We asked a couple of the old hosts and one was kind enough to tell On Background: “The Newsmax thing is dead sadly. The owner couldn’t see the model making a profit and went after 2GB.”
The big question behind the Newsmax venture was whether there was Gina Rinehart money behind it. Morrison is a former advisor to Australia’s richest woman, who is known as much for her frequent visits to Mar-a-Lago and passion for the media as she is her mining interests.
When we made inquiries last year, the word was Rinehart turned down the opportunity to invest, or even advertise on the platform.
So the better question now looks like whether there was any meaningful money behind Newsmax Australia at all.
We contacted international Newsmax boss Christopher Ruddy, as well as the local ADH honchos, and camp Rinehart, but didn’t hear back.
Newsmax Australia wasn’t the only small publisher to go down in recent months. The local edition of Cosmopolitan is set to close its doors after publisher KK Press folded this week, and Business News Australia, a start-up and entrepreneurship site, called it quits a couple of weeks back.
ABC’s high-flyers
The belt might be getting tightened at The Australian, but things are all right for top talent at Aunty.

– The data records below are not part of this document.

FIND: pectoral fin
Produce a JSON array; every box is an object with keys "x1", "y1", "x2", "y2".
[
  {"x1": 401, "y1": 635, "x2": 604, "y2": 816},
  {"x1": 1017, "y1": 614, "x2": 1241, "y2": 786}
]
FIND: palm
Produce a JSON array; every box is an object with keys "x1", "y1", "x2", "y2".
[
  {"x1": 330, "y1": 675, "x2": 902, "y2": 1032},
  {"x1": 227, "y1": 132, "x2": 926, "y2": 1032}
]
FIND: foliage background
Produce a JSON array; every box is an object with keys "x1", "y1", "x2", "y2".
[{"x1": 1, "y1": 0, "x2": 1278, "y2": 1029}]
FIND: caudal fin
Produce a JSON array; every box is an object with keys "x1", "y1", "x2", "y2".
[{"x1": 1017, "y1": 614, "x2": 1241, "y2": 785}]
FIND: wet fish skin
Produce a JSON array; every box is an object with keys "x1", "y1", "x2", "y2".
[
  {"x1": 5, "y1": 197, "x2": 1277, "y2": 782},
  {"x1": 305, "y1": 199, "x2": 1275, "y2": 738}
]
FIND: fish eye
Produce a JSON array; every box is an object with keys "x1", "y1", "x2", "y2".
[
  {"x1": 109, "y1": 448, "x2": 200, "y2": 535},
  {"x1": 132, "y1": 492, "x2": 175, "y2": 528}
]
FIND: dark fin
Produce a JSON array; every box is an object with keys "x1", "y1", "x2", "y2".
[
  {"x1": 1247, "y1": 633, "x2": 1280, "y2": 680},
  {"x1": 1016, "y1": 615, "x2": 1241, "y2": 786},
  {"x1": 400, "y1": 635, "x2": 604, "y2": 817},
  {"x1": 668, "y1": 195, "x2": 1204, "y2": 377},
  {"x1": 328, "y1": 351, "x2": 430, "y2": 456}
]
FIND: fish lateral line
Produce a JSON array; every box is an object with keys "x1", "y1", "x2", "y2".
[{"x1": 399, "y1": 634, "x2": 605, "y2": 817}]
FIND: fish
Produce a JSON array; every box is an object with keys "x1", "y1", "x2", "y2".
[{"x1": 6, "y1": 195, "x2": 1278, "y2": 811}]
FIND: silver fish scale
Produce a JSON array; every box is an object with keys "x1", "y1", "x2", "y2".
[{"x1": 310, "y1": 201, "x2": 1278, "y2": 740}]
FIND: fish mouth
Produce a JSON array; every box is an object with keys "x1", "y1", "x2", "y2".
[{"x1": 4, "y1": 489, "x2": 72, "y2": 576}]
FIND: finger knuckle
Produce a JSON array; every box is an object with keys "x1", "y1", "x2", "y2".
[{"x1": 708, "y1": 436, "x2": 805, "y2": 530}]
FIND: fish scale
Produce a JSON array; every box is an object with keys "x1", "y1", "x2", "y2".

Numbers released this week showed the cost of expenses for an eight-day trip to the US by presenter Annabel Crabb for her new show Civic Duty, which premiered in November.
The show, a three-part docuseries about Australia’s democratic system, was aired in November and showed Crabb in Washington, Tennessee and Denmark, of all places.
The cost of the US leg turned out to be quite the sum, priced at $22,311. For context, the full cost to send Michael Rowland, Sarah Ferguson and David Speers to cover the US election in late 2024 was $36,838.
Crabb’s bill included $3504.65 for flights to and from America, $3637.80 for accommodation, $5855.65 for travel within the US and $3014 for travel allowance. An American associate producer assisting Crabb and her team accounted for $US4422.75 ($6347) of the overall bill.
At least the production was pretty well rated, garnering 950,000 views across its first seven days on TV and ABC iview.
An ABC spokesperson said :“Civic Duty is an important three-part documentary about the unique nature of Australian democracy that required travel to provide global context. Annabel was accompanied by a crew to the US where several interviews were conducted in various cities and used across all three episodes. Travel and accommodation was within ABC travel guidelines.”
We don’t doubt Crabb’s trip was within the rules, but perhaps the ABC should check if she shares high-flying Sports Minister Anika Wells’ travel agent.
Playing favourites
Speaking of Speers, more data revealed last week as part of a tranche of senate estimates questions on notice shows the ABC is, believe it or not, actually pretty even-handed when it comes to booking political guests for flagship political sofa-show Insiders.
Its own stable of journalists took the cake with a grand total of 50 appearances across the 2025 calendar year, led by seven appearances from Jacob Greber, formerly of the AFR. Journalists from across Nine television and mastheads The Age, Sydney Morning Herald and AFR followed on 43, while News Corp’s mastheads tallied 21.
But it was a News Corp journalist, news.com.au’s award-winning political editor Samantha Maiden, who topped the pile with 11 appearances across the year. Maiden was followed by Phillip Coorey, political editor of the AFR, this masthead’s Paul Sakkal and former Guardian political editor and now independent journalist Karen Middleton.
For those checking the figures, we lumped columnists like Niki Savva (SMH, The Age) in with the masthead their copy runs in, but ranked Waleed Aly separately as he also appears on the ABC.